Когда Анна закончила вышивать ленту, Джулия устроила что-то вроде церемониального разделения ее на две части. Адам тщательно измерил ее и, разрезая пополам, к счастью, не задел цветок. Он свернул обе половины, после чего они обменялись ими.
— Этим мы скрепим акт нашей дружбы, — Джулия хотела дать ему понять, что именно такими и должны впредь оставаться их отношения.
— Пусть будет так.
Он улыбался, соглашаясь с ней, но она не очень-то ему верила. Его взгляд намекал на нечто большее, чем дружба.
Анна занималась вышиванием в течение июня и июля. А в начале августа, ночью, у нее начались роды. Повивальная бабка и ее помощница уже неделю жили в доме на всякий случай.
— Роды будут быстрыми, — заявила повивальная бабка.
Но вышло иначе. Возникли всякого рода осложнения. Джулия сидела у постели Анны, смачивая то и дело ее лоб влажной тряпочкой. Когда боли у роженицы усилились, ей предложили покинуть комнату.
— Ваша мать сдерживается из-за вас и старается не кричать, — сказали ей. — Но она должна кричать, так ей будет легче рожать. Уходите и не слушайте, как она кричит. Вы ей все равно ничем не сможете помочь.
Джулия оказалась в соседней комнате, которую уже мерил шагами Мейкпис. Он не хотел, чтобы рядом с ним находилась падчерица. Он первым должен увидеть сына и взять его на руки. Когда появилась повивальная бабка и стала говорить ему, что роды проходят тяжело, он сделал знак рукой, чтобы она молчала.
— Я дам вам и вашей помощнице кошелек с золотом, если вы спасете ребенка.
Она посмотрела на человека, стоящего перед ней с каменным выражением лица. Женщина знала этот тип мужчин, для которых наследник значил больше всего в жизни.
— Мы хотим спасти и мать, и младенца, — ответила она холодно и вернулась в спальную комнату.
Проходили часы. Чувство негодования к Анне все росло в груди Мейкписа. Его совершенно не трогали ее стоны и крики. Он думал лишь о том, что такие продолжительные роды могут причинить вред ребенку. По прошествии суток после начала родов Мейкпис наконец услышал крик новорожденного.

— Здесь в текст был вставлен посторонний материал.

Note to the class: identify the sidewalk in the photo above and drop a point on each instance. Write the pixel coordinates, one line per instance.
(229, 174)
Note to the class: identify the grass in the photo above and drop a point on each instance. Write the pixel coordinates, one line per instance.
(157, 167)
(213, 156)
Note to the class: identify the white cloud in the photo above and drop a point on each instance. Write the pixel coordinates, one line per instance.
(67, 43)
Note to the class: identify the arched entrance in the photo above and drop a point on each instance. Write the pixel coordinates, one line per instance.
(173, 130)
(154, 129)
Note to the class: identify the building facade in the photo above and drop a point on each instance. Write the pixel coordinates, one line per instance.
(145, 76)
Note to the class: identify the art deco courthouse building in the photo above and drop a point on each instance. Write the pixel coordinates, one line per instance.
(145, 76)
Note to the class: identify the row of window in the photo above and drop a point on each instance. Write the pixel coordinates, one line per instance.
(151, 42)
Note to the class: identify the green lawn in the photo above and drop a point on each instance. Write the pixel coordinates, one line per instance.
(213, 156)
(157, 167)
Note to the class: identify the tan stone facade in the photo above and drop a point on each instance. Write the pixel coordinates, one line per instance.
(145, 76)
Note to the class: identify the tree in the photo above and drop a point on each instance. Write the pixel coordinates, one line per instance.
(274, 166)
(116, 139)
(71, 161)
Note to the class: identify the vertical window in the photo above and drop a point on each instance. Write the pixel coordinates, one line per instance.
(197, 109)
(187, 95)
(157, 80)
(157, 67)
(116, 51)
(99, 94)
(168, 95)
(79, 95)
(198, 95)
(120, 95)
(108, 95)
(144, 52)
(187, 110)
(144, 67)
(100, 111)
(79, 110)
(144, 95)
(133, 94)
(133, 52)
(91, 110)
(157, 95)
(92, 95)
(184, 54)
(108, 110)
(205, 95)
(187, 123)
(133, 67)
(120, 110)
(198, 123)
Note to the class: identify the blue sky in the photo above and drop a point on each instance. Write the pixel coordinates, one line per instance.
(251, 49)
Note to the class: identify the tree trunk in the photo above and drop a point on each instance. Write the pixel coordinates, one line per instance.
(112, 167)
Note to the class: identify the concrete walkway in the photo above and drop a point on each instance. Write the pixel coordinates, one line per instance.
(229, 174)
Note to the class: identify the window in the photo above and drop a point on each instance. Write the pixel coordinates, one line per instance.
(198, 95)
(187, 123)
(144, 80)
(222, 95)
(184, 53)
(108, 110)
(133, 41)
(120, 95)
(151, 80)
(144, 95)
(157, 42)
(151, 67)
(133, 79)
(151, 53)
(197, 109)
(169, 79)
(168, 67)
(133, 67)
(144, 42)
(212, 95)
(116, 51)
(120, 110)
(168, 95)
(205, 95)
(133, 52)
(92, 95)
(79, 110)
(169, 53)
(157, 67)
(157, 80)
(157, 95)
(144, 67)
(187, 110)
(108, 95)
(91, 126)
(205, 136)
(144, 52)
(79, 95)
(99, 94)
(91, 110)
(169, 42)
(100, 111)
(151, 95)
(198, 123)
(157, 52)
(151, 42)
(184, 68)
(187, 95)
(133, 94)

Не в силах ждать ни секунды, он распахнул дверь и бросился в спальню, не обращая внимания на запах крови и пота, который стоял в комнате. Помощница держала на руках младенца, а вторая женщина ухаживала за Анной, лежащей на постели с закрытыми глазами. Потом повивальная бабка посмотрела на Мейкписа и произнесла не без злорадства в голосе:
— Это девочка, сэр.
Он взревел как дикий зверь. Несколько мгновений он, сжав кулаки, смотрел на жену ненавидящим взглядом. Затем выбежал из комнаты, так громко хлопнув дверью, что задрожали стекла. Мейкпис не обратил никакого внимания на слова повивальной бабки о том, что его жена на удивление хорошо перенесла роды.

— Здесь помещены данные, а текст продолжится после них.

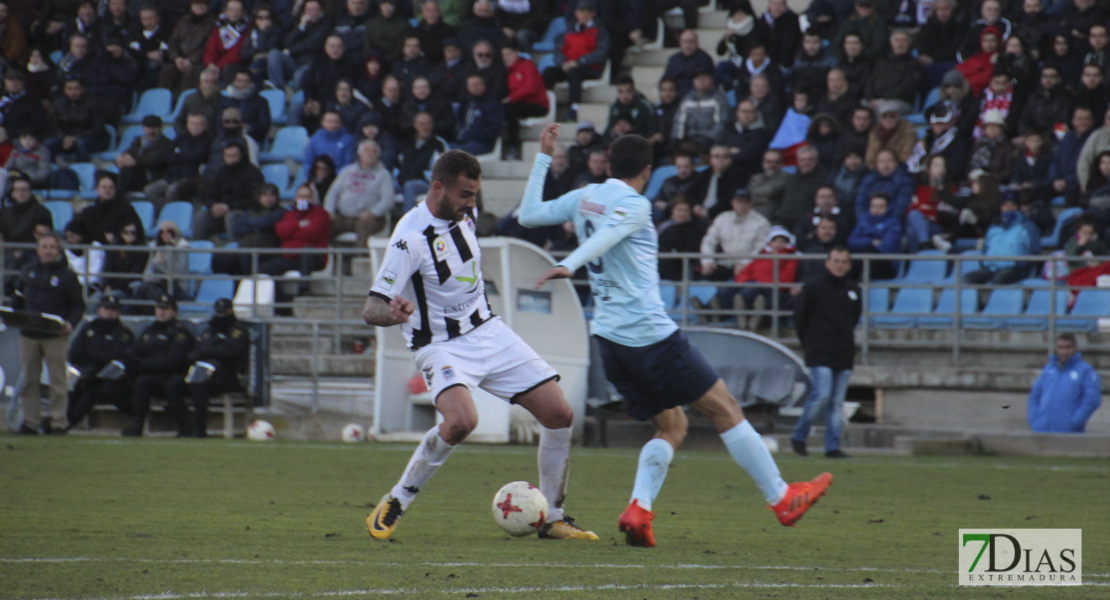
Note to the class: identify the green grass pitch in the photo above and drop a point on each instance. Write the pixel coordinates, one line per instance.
(164, 519)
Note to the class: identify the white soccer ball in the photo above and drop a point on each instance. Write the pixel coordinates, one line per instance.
(260, 430)
(520, 508)
(352, 433)
(772, 444)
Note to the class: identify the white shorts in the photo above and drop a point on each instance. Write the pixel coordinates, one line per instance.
(492, 357)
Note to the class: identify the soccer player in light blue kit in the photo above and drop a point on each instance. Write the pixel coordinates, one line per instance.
(646, 356)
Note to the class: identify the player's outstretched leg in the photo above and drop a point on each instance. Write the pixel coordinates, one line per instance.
(546, 403)
(748, 450)
(651, 473)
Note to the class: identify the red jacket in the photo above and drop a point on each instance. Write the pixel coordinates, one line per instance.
(763, 270)
(215, 53)
(579, 43)
(304, 230)
(525, 83)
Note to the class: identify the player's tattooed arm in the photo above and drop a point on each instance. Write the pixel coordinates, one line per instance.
(385, 314)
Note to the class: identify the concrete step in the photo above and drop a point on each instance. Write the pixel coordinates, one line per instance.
(345, 365)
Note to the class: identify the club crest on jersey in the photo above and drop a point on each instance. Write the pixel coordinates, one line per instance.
(387, 278)
(587, 206)
(440, 245)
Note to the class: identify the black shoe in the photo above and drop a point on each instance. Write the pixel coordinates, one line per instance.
(799, 447)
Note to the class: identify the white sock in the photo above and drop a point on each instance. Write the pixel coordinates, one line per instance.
(749, 451)
(554, 458)
(430, 456)
(654, 461)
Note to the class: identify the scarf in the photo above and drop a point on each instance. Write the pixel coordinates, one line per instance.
(231, 32)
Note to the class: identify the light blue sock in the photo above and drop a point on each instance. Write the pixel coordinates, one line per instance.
(654, 460)
(753, 456)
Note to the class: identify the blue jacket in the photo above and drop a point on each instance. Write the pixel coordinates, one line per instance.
(898, 184)
(339, 144)
(870, 227)
(1012, 240)
(1065, 397)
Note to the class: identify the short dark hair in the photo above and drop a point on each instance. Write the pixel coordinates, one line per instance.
(453, 163)
(628, 155)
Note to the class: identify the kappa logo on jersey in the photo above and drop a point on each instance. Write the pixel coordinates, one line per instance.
(387, 278)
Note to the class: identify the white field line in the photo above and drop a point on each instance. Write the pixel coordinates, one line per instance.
(680, 566)
(999, 464)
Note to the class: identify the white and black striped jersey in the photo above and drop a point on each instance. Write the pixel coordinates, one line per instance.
(436, 265)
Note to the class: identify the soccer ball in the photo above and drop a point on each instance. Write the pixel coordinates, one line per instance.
(772, 444)
(520, 508)
(260, 430)
(353, 431)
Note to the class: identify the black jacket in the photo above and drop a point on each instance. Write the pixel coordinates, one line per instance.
(98, 343)
(51, 288)
(225, 343)
(825, 316)
(162, 348)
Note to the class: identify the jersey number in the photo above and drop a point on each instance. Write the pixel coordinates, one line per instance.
(598, 265)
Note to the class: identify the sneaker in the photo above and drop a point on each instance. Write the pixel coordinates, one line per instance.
(799, 447)
(636, 524)
(383, 519)
(565, 529)
(799, 497)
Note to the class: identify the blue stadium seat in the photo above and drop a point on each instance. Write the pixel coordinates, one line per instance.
(157, 101)
(657, 178)
(1066, 216)
(946, 309)
(289, 143)
(210, 291)
(145, 211)
(909, 301)
(87, 176)
(962, 267)
(180, 213)
(181, 104)
(547, 42)
(276, 101)
(61, 212)
(1090, 305)
(1036, 316)
(125, 139)
(926, 271)
(1005, 302)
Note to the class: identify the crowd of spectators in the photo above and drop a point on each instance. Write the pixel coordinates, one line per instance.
(906, 130)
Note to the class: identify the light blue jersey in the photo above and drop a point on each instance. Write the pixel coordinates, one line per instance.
(618, 246)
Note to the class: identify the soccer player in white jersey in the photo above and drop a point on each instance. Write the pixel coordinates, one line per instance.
(431, 284)
(646, 356)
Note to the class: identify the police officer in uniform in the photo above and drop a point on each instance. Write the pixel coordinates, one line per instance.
(93, 349)
(220, 360)
(160, 358)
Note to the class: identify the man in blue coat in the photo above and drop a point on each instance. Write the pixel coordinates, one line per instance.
(1067, 392)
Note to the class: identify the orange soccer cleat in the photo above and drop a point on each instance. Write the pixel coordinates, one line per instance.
(799, 497)
(636, 524)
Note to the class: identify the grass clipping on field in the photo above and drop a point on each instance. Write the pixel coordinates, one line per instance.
(127, 519)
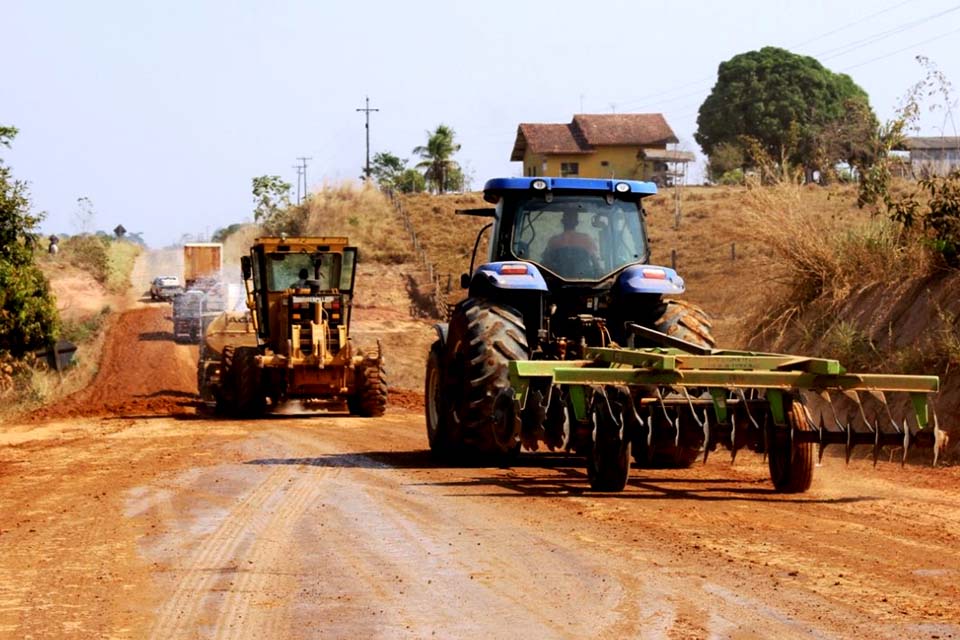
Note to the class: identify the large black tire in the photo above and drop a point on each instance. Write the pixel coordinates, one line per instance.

Когда Анну переодели в чистую ночную рубашку и уложили на свежие простыни, Джулию и Мэри впустили в комнату и разрешили сесть возле постели. Усталая, но счастливая мать улыбнулась, видя как Джулия взяла ребенка на руки.
— Замечательная девочка, мама.
— Твой отец обрадуется, когда узнает, что я родила ему еще одну дочку, — сказала Анна, тая от блаженства и не замечая испуганных взглядов, которыми обменялись Мэри и Джулия. — Как жаль, что Роберт должен воевать, в то время как он нужен здесь. Однако Кромвель должен потерпеть поражение.
— Конечно, мама, — сказала Джулия тихо.
— Отнеси Пейшенс к бабушке, — Анна говорила заплетающимся языком. — Госпожа Кэтрин будет рада увидеть ее. И обязательно напиши Майклу в Вестминстерскую школу о том, что у него родилась сестра.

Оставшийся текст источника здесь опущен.